- Institution: Ohio Public Employees Retirement System
- Headquarters: Columbus, US
- AUM: $87.9 billion
- Allocation to alternatives: 28.6%
Ohio Public Employees Retirement System plans to increase its alternative asset allocation by 6 percent in 2023, according to materials from its 15 November retirement board meeting.
The pension system is looking to up its exposure to private markets from 27 percent to 33 percent going into 2023. Part of this change involves a shift in their target private equity exposure from 12 percent to 15 percent.
The asset allocation proposals were finalised following a mixed recommendation between Ohio PERS staff and NEPC, the investment consultant to the pension’s private market opportunities. The changes are being facilitated by aligned reductions in the public sphere, with a drop in both public equities and fixed income.
NEPC’s Private Markets group works with clients as part of general consulting mandates and as part of specialised, stand-alone private markets mandates. Its services include developing the investment policy, overall allocation and strategic planning, manager search and due diligence reviews, performance monitoring, and education.

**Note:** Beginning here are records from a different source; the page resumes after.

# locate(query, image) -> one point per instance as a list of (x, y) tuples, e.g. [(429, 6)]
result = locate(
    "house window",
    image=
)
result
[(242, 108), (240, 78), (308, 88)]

Ohio PERS has outlined its reasoning for the changes, highlighting a wish to tackle the challenging investment returns felt by LPs across the globe, as well as the continuation of stagflation dynamics, which reinforces the need for strong management and diversification of its private markets’ investment programme.
Currently, Ohio PERS maintains a fairly diversified private equity portfolio composition, with 34 percent allocated to growth and buyout strategies, and a further 8.5 percent slated for secondaries and venture capital. The remaining 15 percent is dedicated to non-US private equity opportunities.
The $87.9 billion public pension currently allocates 15.1 percent of its total investment portfolio to private equity, comprising almost $13.3 billion in capital. Its recent private equity fund commitments have focused on buyout vehicles that invest globally but have a focus on North America.